How the Soft White Underbelly is Creating Empathy for Those Suffering Homelessness

In the past, homelessness was looked at as a personal failing, something that only happens to the weak; or it was seen as something that only happens to lazy people. However, in recent years, with the rise of social media and the effort to humanize those dealing with homelessness, many have begun to see the nuances and layers that encompass the struggle of homelessness.  

In part, thanks to the visibility offered by social media, many people have been able to shine a new light on the struggle of homelessness. 

One such individual is Mark Laita, a photographer from Los Angeles. Laita started his YouTube channel, Soft White Underbelly, two years ago and is a career photographer who made his name in advertising. However, he realized that he wanted to change his legacy. So, Laita filmed a video explaining his channel’s purpose and that “these videos are meant to create awareness for things that are broken in our country.” 

Laita finds those he usually interviews around Los Angeles’ Skid Row, a well-known homeless encampment. He often asks the selected individuals to tell their life stories: “How was your childhood? Where are your parents today? Do you have anyone to help you? What is it like day to day? What is your biggest fear? Where do you see yourself in the future?” All to better understand the nuances of homelessness.

Today we have become adept at turning a blind eye, especially when it comes to things that are hard to look at or deal with, such as homelessness. The US Department of Housing and Urban Development, California has seen a 7% increase in those suffering from homelessness in 2020-2021. Major California cities such as San Francisco and Los Angeles are at the forefront of the fight against homelessness. 

Channels such as Laita’s Soft White Underbelly allow people to confront uncomfortable subjects such as homelessness from a safe distance in digestible pixels. Giving those suffering from homelessness space to tell their stories and explain how and why they suffer from homelessness allows compassion to grow.   

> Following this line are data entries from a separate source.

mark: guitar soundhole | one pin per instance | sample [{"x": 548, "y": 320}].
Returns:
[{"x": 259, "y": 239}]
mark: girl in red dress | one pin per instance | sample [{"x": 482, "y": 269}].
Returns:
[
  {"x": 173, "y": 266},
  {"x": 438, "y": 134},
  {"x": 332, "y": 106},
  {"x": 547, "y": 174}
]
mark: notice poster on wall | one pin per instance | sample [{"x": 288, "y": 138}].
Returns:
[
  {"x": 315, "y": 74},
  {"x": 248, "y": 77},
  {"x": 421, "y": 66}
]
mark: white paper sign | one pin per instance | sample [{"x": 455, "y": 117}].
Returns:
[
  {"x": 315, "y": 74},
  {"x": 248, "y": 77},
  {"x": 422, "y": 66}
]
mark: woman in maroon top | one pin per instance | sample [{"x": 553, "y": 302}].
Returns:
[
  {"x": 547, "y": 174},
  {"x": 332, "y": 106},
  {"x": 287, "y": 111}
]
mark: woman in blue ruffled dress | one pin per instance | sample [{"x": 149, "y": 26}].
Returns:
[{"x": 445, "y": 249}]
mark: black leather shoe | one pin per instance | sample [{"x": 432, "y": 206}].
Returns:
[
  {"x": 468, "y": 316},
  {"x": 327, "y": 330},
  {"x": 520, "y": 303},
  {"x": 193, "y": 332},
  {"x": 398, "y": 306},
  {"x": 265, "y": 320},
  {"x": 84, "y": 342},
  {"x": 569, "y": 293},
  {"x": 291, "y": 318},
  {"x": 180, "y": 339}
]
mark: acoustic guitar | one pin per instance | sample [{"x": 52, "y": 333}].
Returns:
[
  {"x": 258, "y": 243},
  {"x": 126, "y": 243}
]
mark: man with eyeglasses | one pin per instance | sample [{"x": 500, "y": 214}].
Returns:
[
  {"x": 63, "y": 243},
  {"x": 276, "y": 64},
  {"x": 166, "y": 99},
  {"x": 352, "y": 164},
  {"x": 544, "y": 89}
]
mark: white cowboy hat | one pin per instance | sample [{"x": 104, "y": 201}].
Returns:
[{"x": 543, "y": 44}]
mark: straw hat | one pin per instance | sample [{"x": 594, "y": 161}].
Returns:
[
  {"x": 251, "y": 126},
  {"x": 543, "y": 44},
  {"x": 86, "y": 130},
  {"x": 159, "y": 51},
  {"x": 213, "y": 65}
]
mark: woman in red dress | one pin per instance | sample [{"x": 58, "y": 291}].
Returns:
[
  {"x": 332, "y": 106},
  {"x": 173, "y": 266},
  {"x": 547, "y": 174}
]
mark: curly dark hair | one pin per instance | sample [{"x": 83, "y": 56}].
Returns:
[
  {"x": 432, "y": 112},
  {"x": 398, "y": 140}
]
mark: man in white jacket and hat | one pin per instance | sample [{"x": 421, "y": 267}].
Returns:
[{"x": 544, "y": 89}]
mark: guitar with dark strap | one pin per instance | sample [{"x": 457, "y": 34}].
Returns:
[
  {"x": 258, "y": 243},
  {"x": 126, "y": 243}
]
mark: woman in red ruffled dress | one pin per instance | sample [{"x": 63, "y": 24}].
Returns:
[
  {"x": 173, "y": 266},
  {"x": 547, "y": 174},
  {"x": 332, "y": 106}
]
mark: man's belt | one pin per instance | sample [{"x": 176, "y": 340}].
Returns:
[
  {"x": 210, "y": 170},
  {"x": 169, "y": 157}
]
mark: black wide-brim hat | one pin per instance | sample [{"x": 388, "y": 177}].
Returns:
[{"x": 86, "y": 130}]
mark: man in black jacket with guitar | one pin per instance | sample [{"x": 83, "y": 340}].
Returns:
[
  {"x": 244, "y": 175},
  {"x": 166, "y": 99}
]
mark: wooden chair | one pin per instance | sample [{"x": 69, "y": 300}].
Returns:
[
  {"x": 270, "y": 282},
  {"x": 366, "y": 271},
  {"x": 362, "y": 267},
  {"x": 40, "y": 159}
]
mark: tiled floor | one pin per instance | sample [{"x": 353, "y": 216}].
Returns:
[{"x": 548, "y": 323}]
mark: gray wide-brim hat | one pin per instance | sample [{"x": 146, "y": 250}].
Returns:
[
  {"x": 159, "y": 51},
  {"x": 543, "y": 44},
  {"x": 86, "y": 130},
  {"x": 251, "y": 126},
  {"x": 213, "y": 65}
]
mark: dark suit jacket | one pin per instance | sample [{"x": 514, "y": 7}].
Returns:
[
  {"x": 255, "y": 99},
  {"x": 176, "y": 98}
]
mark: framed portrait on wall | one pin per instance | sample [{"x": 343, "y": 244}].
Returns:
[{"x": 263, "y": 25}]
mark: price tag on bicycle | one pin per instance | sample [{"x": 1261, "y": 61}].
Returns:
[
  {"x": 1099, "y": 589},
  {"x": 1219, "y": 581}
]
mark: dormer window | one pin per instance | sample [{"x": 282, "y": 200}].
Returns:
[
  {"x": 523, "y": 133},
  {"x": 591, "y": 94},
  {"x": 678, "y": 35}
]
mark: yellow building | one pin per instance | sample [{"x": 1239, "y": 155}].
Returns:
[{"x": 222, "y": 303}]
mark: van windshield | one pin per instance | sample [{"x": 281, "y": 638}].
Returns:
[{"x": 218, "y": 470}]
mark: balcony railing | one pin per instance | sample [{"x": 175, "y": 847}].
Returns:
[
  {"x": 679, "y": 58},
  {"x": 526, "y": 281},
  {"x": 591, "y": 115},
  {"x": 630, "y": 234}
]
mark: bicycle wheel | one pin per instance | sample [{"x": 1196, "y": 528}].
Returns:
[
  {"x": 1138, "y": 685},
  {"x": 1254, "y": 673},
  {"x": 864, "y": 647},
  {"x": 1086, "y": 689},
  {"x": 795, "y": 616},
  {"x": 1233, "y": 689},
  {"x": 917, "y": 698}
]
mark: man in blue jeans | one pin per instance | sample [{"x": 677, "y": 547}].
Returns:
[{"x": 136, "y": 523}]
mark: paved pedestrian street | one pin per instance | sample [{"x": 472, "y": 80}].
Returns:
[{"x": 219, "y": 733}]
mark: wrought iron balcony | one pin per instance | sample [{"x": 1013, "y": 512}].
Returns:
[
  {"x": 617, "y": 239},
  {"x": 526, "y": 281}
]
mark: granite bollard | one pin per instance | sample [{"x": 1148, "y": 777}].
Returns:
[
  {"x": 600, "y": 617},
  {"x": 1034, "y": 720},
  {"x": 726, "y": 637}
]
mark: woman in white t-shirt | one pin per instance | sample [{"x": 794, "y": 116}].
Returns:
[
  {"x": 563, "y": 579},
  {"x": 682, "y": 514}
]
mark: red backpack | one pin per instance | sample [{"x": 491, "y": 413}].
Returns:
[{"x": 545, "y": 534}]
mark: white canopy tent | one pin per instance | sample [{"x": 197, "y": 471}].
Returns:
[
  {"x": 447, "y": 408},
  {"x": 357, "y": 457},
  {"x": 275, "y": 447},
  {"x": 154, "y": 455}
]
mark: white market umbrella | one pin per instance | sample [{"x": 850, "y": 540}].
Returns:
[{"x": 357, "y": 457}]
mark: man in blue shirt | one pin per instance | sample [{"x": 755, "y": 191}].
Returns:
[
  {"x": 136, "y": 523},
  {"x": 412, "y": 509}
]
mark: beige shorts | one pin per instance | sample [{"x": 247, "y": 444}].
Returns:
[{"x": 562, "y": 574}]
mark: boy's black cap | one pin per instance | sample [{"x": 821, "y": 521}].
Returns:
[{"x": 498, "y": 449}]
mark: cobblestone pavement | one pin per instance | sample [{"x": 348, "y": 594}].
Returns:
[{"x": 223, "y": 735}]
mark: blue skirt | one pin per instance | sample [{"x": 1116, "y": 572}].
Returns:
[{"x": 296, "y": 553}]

Often people walk by individuals suffering from homelessness and think, “just get a job,” “get off the drugs,” “stop being lazy,” or “they threw their life away.” There is a disconnect and a lack of compassion because the individual’s humanity and identity are gone, and they become another “homeless.” Through channels such as Laita’s, understanding is fostered that those suffering from homelessness often have been given up on, forgotten, ignored, and never given a chance. 

There are many misconceptions and preconceived notions about homelessness that plague society. Ultimately making it harder to solve the problem that society has created. Society has deemed homelessness an individual issue when it is our issue as a society. 

Laita named his channel after the idea that those left behind, forgotten, and ignored become our soft white underbelly, the place of vulnerability. If, as a society, we choose to do nothing, eventually, the problems will worsen with no return. Laita’s channel points out the issue of homelessness. He creates a space where the stories of those who suffer homelessness can share their experience and how they found themselves where they are today. These stories point out the pitfalls in our society and our government’s systems. It highlights the cracks in the foundation that many people fall through. 

Today it has become part of society to look away when you see someone on the street asking for money because it is uncomfortable or easy to do. However, Laita’s channels bred compassion and empathy. It gives humanity to those who struggle with homelessness rather than just the label of homelessness. 


An issue arises when channels become for profit and the individuals interviewed become a paycheck rather than the reasoning behind the interviews. The profits Laita makes from his channel either go back into the channel or into helping those Laita.     

When everyone is looking to stand out and make a name for themselves, it becomes easy to walk all over people in the process, for example, in the early 2000s with the creation of BumFights. Many people believed this was their claim to fame and began to pay people struggling with homelessness to fight each other for sick entertainment. 

There is a thin line between being a helpful force highlighting the multiple layers of homelessness and being exploitative. 

Mark Laita has opened a door that was previously firmly shut. By opening this door, he has allowed people to learn about homelessness and foster a sense of empathy. It is easy to walk past someone struggling with homelessness, especially when you grow up watching people around you ignore them.

Laita has given a space for those who are often silenced or without a platform to share their stories. This space has allowed people to grow a sense of empathy and understanding towards those suffering from homelessness rather than just looking away.

While Laita is a prime example of a channel dedicated to the fight for humanity, that does not mean there are not people out there going to exploit and use those less fortunate.